En casa, la madre no creyó a Tatiana cuando ella le contó que el centro comercial ya no existía, y amago pegarle pero se contuvo en el último momento, y a Tatiana le pareció algo tan maravilloso que se acercó a su madre, y la abrazó mientras le decía: «Mamochka, no te preocupes. Yo cuidaré de ti». Tatiana le devolvió el dinero, distribuyó la ración de pan, cogió la parte más pequeña y la engulló camino del hospital, sin pensar en otra cosa que en la hora de la comida cuando le darían un plato de sopa y un tazón de gachas. Tatiana no pensaba más que en la comida. El hambre acuciante que sentía de la mañana a la noche derrotaba cualquier otra sensación de su cuerpo. Mientras caminaba hacia Fontanka pensaba en el pan, y mientras trabajaba pensaba en el almuerzo, y por la tarde pensaba en la cena, y después de la cena pensaba en la tostada que se comería antes de irse a la cama.

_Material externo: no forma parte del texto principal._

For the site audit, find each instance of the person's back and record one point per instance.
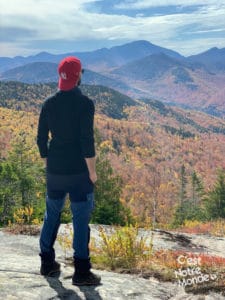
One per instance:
(66, 141)
(69, 115)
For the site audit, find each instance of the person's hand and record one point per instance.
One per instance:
(93, 177)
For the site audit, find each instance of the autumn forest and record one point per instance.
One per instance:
(157, 164)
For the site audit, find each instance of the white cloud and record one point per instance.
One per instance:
(47, 20)
(143, 4)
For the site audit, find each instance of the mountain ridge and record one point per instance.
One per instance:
(141, 70)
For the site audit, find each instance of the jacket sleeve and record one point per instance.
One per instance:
(87, 129)
(42, 134)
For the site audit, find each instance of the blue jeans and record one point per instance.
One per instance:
(81, 211)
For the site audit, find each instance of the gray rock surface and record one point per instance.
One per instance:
(20, 278)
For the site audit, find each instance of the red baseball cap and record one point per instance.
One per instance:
(69, 70)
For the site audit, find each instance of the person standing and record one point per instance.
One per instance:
(65, 139)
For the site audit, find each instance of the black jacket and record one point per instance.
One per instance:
(65, 132)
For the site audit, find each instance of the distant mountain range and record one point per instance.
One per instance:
(138, 69)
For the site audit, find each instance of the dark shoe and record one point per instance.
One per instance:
(49, 268)
(86, 279)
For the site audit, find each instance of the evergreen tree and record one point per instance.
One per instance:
(215, 202)
(8, 192)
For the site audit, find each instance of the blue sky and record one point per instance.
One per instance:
(28, 27)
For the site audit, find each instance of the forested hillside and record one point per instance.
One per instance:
(169, 160)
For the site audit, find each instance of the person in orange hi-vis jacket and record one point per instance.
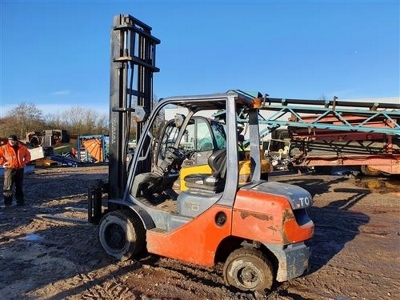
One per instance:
(14, 156)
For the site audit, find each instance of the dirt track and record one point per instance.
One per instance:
(49, 251)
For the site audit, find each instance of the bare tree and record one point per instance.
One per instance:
(79, 121)
(22, 119)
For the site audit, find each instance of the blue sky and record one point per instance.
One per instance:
(56, 54)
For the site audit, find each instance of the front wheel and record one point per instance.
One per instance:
(121, 234)
(248, 270)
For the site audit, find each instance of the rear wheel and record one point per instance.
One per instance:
(248, 270)
(121, 234)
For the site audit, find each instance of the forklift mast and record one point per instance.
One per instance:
(133, 53)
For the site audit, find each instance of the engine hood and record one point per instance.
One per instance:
(297, 196)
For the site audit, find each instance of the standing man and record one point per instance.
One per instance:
(14, 156)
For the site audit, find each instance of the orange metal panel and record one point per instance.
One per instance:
(267, 218)
(195, 242)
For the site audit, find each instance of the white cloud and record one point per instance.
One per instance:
(61, 93)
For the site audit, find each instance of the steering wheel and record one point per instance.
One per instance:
(176, 153)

En la cama pensaba en Alexandr.
Una mañana, Marina se ofreció a ir a buscar las raciones.
Tatiana, sorprendida, le entregó las cartillas.
—¿Quieres que te acompañe?
—No. No hace falta.
A su regreso de la tienda, dejó el pan sobre la mesa donde la familia esperaba hambrienta. No habría más de medio kilo de pan.

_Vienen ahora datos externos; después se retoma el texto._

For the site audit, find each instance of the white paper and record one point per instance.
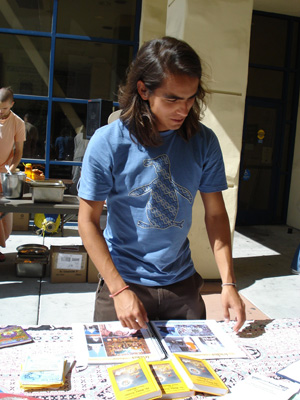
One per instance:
(292, 372)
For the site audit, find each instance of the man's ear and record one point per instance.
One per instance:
(142, 90)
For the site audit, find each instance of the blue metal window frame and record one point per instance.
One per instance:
(50, 99)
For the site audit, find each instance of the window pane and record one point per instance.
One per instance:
(24, 63)
(35, 112)
(34, 15)
(265, 83)
(68, 120)
(268, 41)
(107, 19)
(89, 70)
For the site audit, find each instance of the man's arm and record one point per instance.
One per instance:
(218, 230)
(18, 151)
(129, 308)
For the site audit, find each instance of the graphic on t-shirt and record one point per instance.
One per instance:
(162, 206)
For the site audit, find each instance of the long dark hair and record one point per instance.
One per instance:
(155, 60)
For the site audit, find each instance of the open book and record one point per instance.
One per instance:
(110, 343)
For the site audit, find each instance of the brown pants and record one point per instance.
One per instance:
(181, 300)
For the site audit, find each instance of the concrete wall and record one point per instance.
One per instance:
(220, 32)
(293, 217)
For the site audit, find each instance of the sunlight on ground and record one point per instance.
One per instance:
(245, 247)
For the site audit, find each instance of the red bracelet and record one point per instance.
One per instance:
(119, 291)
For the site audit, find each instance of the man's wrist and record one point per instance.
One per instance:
(118, 291)
(228, 284)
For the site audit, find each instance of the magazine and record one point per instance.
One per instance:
(171, 383)
(43, 371)
(109, 342)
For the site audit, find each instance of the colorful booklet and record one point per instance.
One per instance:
(5, 396)
(13, 335)
(133, 380)
(204, 339)
(43, 371)
(169, 380)
(199, 375)
(291, 372)
(109, 342)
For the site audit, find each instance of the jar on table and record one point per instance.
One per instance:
(28, 170)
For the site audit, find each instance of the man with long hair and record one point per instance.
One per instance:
(12, 137)
(148, 166)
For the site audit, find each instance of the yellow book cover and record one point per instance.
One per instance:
(199, 375)
(133, 380)
(43, 371)
(169, 380)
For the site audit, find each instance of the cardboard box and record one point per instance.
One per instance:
(68, 264)
(93, 273)
(20, 221)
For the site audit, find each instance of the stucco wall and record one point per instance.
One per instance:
(219, 30)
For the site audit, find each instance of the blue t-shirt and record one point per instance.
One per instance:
(150, 192)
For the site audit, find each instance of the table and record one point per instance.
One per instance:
(69, 205)
(270, 344)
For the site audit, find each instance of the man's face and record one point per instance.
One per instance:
(5, 107)
(172, 101)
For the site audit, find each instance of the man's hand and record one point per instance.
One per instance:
(232, 300)
(130, 310)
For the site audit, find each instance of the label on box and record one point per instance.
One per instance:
(69, 261)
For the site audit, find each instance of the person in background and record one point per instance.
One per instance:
(32, 135)
(12, 136)
(149, 165)
(80, 145)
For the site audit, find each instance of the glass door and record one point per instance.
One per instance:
(259, 172)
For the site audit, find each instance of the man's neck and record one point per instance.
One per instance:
(3, 118)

—Marina, ¿dónde está el resto del pan? —preguntó Tatiana.
—Lo siento. Me lo comí.
—¿Te has comido un kilo de nuestro pan? —Tatiana la miró, incrédula.
—Tenía mucha hambre.
Tatiana miró a Marina sin saber qué más decir. Ella había ido a buscar las raciones de la familia durante seis semanas, y jamás se le había pasado por la cabeza comerse el pan que esperaban cinco personas.
Y mientras tanto, Tatiana tenía hambre.
Y mientras tanto, echaba de menos a Alexandr.